The Illinois Department of Financial and Professional Regulation has relaxed its rules to increase the number of doctors and nurses available to help.
A surge of patients is expected even as communities enforce staying at home to stem the COVID-19 outbreak.
The state regulatory agency has granted a series of variances for physicians, nurses, physician assistants and respiratory care therapists whose license status is inactive, non-renewed or expired to restore their licenses temporarily after satisfying specific criteria.
"Illinois has many very qualified health care professionals throughout the state that we are encouraging to come back into practice to assist with the impact of COVID-19," said Deborah Hagan, department secretary.
Physicians and physician assistants whose licenses are expired, inactive or non-renewed for less than three years can have them restored temporarily for no fee or continuing education requirement to work under the direction of the Illinois Emergency Management Agency, Illinois Department of Public Health or in a long-term care facility, hospital or federally qualified health center.
This rule change also applies to licensed practical nurses, registered nurses, advanced practice registered nurses and respiratory care therapists whose licenses are inactive or non-renewed for less than five years.
Out-of-state physicians, nurses, physician assistants, pharmacists and respiratory care therapists also may practice in Illinois, if licensed in another state and in good standing.

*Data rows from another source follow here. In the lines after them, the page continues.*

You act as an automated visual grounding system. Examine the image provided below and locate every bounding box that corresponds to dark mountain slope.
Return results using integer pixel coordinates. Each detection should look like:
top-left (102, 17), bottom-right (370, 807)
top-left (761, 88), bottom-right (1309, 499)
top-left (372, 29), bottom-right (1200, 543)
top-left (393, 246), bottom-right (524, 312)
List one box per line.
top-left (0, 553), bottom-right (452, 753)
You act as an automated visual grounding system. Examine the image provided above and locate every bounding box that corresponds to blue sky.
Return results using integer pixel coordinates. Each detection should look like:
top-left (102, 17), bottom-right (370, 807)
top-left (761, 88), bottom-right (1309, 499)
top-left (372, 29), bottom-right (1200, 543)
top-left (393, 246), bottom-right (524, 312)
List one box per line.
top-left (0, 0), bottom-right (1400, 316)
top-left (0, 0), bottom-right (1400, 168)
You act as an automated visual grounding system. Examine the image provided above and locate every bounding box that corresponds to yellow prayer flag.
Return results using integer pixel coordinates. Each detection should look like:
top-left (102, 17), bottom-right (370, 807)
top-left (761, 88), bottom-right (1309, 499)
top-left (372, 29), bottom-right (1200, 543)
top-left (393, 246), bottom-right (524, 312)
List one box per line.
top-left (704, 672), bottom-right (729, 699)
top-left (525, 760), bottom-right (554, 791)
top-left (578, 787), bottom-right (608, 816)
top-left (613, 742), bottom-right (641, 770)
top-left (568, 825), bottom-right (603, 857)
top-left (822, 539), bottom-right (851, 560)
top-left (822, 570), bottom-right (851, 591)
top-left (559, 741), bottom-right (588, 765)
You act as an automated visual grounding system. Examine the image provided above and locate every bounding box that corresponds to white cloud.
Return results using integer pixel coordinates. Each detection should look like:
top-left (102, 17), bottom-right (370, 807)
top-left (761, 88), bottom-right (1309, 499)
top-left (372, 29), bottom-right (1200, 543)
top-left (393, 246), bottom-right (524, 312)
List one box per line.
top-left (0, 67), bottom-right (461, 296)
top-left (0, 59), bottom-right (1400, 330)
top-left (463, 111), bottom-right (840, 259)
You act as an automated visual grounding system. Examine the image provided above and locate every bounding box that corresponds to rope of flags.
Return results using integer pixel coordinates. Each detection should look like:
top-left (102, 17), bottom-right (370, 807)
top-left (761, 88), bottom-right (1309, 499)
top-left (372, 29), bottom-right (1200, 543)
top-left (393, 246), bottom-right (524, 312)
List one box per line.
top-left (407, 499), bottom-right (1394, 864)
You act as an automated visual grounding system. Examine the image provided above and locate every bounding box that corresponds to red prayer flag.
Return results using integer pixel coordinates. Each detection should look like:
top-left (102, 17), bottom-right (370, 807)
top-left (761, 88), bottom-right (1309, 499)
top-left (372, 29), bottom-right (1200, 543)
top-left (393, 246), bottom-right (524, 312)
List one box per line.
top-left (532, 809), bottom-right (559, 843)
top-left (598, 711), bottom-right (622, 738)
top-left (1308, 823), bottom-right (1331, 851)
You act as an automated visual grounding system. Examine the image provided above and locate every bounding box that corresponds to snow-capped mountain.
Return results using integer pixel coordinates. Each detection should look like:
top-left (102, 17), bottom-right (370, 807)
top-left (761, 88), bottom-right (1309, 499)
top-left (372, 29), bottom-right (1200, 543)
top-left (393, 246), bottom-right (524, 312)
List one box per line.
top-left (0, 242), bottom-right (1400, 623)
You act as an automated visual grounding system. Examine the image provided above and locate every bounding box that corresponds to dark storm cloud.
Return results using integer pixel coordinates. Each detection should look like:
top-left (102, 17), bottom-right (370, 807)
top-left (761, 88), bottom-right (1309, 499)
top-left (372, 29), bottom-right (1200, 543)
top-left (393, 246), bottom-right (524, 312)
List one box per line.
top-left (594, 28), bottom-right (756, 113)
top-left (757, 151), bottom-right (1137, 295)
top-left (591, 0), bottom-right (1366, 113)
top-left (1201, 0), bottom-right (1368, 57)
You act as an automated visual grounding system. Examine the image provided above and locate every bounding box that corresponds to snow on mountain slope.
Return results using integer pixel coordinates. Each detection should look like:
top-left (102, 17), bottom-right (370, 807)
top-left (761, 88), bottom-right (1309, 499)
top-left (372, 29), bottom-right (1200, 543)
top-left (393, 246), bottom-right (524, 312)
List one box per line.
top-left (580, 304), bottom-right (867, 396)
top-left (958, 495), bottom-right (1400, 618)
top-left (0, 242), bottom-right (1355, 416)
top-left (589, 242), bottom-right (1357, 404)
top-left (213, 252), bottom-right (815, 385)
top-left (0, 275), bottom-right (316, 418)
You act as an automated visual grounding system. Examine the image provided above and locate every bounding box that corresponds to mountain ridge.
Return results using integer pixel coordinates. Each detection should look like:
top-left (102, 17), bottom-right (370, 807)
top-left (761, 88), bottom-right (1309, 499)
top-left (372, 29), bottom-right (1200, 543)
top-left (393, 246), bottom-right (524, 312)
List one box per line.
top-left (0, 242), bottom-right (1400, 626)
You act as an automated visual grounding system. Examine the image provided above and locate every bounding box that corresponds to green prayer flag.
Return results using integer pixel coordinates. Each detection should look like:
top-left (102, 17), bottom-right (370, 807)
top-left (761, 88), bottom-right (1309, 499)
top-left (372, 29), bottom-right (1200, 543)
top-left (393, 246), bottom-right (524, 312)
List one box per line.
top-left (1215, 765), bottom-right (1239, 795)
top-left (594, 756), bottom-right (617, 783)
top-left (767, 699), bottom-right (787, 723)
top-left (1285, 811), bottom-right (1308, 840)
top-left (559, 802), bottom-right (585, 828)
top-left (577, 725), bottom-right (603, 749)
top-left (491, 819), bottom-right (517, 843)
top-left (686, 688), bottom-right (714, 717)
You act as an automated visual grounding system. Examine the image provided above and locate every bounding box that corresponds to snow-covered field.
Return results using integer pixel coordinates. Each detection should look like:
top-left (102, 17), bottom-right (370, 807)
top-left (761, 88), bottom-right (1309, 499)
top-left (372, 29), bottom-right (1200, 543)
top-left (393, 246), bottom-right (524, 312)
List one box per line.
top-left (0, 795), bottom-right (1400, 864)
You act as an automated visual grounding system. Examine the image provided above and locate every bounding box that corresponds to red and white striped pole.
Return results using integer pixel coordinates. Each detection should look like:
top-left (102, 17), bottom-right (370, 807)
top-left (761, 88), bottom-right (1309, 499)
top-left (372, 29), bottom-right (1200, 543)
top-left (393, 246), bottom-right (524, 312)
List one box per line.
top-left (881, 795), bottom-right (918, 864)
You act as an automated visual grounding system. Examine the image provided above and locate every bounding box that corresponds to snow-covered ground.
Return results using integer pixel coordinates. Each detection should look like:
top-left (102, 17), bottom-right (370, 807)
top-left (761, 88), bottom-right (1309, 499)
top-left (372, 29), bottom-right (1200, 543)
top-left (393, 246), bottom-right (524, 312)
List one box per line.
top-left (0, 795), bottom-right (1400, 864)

This temporary practice approval expires Sept. 30.
To renew licenses or get a temporary practice permit, visit idfpr.com.
Some professional medical associations and retired health workers have expressed concerns over the lack of available personal protection gear and the fact that most retirees fall in the highest risk category, which could prevent a swell of people from volunteering.
Illinois has asked the federal government for 4,000 respirators and received none so far and sought 2.3 million N95 masks and has been given 246,860 or 10 percent.
For most people, the virus causes mild or moderate symptoms, such as fever and cough. For some, especially older adults and people with existing health problems, it can cause more severe illness, including pneumonia.